I’d like to propose a session on exploratory data analysis. While it’s also useful to consider “confirmatory” analysis and visualization when making an argument, I’m interested in the messier, earlier stages of research. The first thing we might do when getting a new text, or corpus, or dataset is to graph/visualize it, map it, cluster it, and so on. What then? We might do a close reading of some of the intriguing passages or concepts turned up by the initial phase. But how can we redo our analysis and visualization in light of this close reading? This isn’t a process that I think any field, in the humanities or social or natural sciences, does very well at teaching. Could digital humanities perhaps become a leading field in practicing — and teaching — this cycle of playing with and remolding data and models?

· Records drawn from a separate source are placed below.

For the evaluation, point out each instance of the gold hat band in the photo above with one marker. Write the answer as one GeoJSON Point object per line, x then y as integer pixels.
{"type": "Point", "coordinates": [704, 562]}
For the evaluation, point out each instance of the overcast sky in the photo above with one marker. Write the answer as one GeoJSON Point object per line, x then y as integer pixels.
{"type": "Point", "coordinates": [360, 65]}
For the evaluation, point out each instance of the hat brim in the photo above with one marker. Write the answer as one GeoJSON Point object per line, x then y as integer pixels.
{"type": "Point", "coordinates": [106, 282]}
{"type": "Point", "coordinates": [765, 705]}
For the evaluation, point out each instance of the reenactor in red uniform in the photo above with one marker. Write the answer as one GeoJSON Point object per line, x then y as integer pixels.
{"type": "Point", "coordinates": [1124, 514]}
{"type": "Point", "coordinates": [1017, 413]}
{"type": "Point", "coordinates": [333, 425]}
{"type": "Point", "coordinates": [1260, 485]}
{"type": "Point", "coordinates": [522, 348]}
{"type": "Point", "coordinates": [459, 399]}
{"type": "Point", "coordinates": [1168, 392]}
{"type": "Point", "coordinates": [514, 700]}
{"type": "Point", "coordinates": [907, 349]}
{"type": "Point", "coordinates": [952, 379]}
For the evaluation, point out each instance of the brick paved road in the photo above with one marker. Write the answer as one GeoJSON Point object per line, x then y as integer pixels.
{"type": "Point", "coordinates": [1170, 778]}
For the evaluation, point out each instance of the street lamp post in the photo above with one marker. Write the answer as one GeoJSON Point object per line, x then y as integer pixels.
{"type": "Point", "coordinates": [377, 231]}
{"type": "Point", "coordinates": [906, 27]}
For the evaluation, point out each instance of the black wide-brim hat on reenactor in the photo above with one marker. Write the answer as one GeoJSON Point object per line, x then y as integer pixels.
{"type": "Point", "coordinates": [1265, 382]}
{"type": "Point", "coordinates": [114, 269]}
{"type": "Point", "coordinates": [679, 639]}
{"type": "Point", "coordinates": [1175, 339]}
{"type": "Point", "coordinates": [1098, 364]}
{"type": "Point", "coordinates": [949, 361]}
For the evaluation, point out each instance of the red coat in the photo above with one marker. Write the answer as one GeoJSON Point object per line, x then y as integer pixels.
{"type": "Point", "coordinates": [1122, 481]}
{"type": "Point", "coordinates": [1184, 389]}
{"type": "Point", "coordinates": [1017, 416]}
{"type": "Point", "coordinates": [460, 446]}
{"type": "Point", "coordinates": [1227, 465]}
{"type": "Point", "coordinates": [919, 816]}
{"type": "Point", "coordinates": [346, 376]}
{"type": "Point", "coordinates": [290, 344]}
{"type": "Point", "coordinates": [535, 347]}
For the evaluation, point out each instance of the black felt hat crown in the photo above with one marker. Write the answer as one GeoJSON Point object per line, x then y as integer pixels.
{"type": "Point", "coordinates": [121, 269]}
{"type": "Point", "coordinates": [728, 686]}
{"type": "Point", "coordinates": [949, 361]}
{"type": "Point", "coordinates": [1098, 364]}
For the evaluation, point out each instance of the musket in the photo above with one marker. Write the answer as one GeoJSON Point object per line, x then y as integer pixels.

As an undergraduate studying classics, I fell in with a rough crowd at the Perseus Project. I not only learned about markup and morphological analysis but also about the practicalities of programming in a more real way than was taught in CS classes. After several years at Perseus as we worked on generalized tools for humanities digital libraries, I decided that a CS Ph.D. would be the best way forward for the research I wanted to do. I worked on natural language processing, computational linguistics, and machine translation with Jason Eisner and the Center for Language and Speech Processing at Johns Hopkins. After grad school, I was a research assistant professor in CS at UMass Amherst, where I've worked on applying NLP to information extraction and retrieval from large OCR'd book collections. This fall, I'm starting as an assistant professor at Northeastern where, with Ryan Cordell, Elizabeth Dillon, and David Lazer, I'll be helping to found Centers for Digital Humanities and Computational Social Science.

  Steven Lubar

    This would be a fascinating session. I’ve been exploring the new Paper Machines plugin for Zotero – it gives you some wonderful quick visualizations of data based on your collected documents, or data available from JSTOR. But what to do with it once you’ve got the visualization? I think it’s an area where traditional knowledge and digital skills might make for a very useful synergy. Like you say, something that’s not much taught.

  Emily Strong

    This is a great proposal. I’ve encountered this situation in my own research, and the process in transitioning from exploratory analysis to an appropriate theoretical framework and structure for the final analysis has involved a lot of blindly feeling my way towards that end result.

  Emily Kugler

    I’m really interested in this as well as the session Ryan Cordell proposed.